The new budget commits only to Orion and it's launch vehicle (Ares I). That's the bare minimum necessary to replace the Shuttle in its LEO ISS crew transport and resupply role. Finishing Orion and Ares I is the politically easy thing to do because without it Obama would have to explain the end of US manned space flight, which is politically difficult.
Ares V, on the other hand, is several years down the road and a much bigger commitment. What's been done to-date can be dropped and quietly swept under the rug. It's not a 2012 issue and after that it doesn't matter, just as long as the NEA gets its dough.
Lurking at the bottom of the gravity well, getting old
Which won't happen until and unless we get a heck of a lot more competent in working in space. No giant Roombas. No magical lasers (with or without sharks). That is such a huge task (volume! volume! volume!) that our puny forays in LEO are just the very beginning of utilizing space.
In order for us to get anywhere near the tech to do that, we have to have a repeatable, sustainable presence in space. That's not what we're getting anytime soon.
Faster! Faster! Faster would be better!
Question: I have a picture of the LAST man on the moon in my screensaver - can you name him without looking it up?
While your raking your brain on that, let's go with your entertainment theory and assume people are not interested in science and just want to watch heroics. My prediction is that these people would not be interested in a Mars landing for the same reason they were not interested in the last man on the moon.
Why? - Because it's a rerun, they would simply shrug and say something like "what's the point, we've been to the moon already". The enourmous technological gap between a moon landing and a mars landing would be lost on them because they are not interested in men on Mars anymore than they are currently interested in men on the ISS. I was born the year after sputnik and grew up in the 60's, the Moon landing did indeed make the world stand with their collective jaws on the ground, but for the type of people you are describing the show ended with Apolo 11's return to Earth.
And did you exchange a walk on part in the war for a lead role in a cage? - Pink Floyd.
Orion and Direct are both pretty terrible, costwise. So Direct is a little better. In *theory*. But there are little incentives for the government to be efficient when they build these things. What congress should consider is Space X. Space X is fully private and is so much more efficient than NASA its crazy. And right now if we don't change anything we will use Russian Soyaz rockets to bring our people to the ISS, wasting taxpayers dollars in a foreign country. Even though Space X is 1 for 4, they already won the re-supply contract (pending some litigation) and their capsule is designed to carry people to space. We should cancel government funded efforts and instead contract it all out.
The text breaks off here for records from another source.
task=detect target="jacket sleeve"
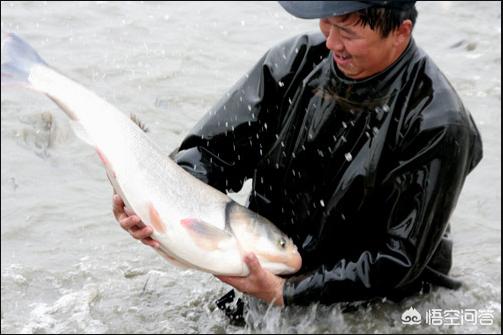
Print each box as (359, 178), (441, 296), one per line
(283, 119), (482, 305)
(171, 35), (320, 192)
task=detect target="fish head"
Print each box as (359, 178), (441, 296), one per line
(227, 203), (302, 274)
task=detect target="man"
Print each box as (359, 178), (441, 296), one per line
(114, 1), (482, 306)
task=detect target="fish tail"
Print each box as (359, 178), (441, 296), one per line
(1, 33), (47, 89)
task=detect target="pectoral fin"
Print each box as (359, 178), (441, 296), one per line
(148, 204), (166, 234)
(180, 219), (233, 251)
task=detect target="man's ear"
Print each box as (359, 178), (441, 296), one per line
(394, 20), (412, 46)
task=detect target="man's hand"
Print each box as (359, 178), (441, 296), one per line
(113, 194), (160, 249)
(216, 253), (285, 306)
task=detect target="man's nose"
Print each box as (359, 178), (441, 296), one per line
(326, 26), (344, 51)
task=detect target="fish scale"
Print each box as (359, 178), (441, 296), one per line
(2, 33), (302, 276)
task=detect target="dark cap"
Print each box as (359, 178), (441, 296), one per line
(278, 0), (416, 19)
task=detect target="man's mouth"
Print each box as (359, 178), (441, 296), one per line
(334, 53), (351, 66)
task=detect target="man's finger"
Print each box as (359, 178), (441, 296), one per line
(119, 215), (141, 230)
(112, 194), (124, 220)
(129, 226), (153, 240)
(141, 237), (161, 249)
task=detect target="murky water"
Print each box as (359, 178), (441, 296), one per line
(1, 1), (501, 333)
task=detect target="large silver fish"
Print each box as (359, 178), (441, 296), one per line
(2, 33), (301, 276)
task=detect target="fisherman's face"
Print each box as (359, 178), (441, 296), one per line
(320, 13), (410, 79)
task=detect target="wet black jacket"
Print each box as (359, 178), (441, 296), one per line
(175, 34), (482, 304)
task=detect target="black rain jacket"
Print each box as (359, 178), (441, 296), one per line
(173, 33), (482, 304)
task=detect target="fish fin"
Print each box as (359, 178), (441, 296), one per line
(69, 119), (96, 146)
(148, 204), (166, 234)
(156, 247), (191, 269)
(180, 219), (234, 251)
(129, 113), (148, 133)
(1, 33), (47, 89)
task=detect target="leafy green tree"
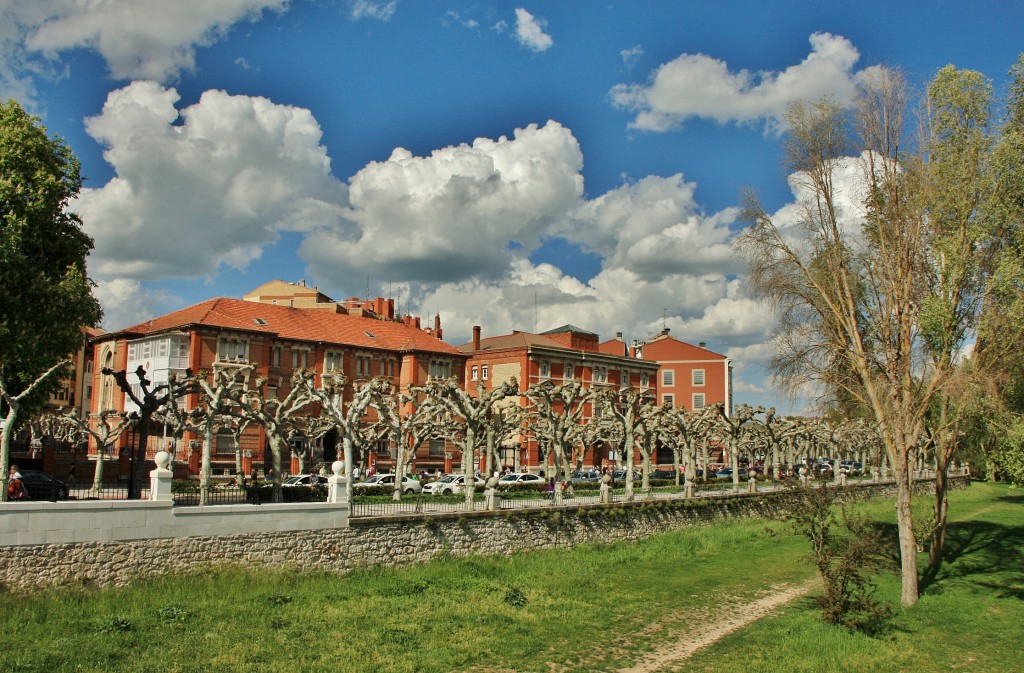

They would never get us to the moon, or put up the ISS. Instead, they would do something like build the Shuttle.
I prefer the "u" in honour as it seems to be missing these days.
Dems have never been thrilled about 'spending money in outer space'"
Uhm... Do the initials "JFK" and "LBJ" ring any bells for you?
Dems have done plenty for spaceflight as well, and both sides like to use it as a chopping block when they need to cut spending, because voters are generally too short sighted to see the benefits.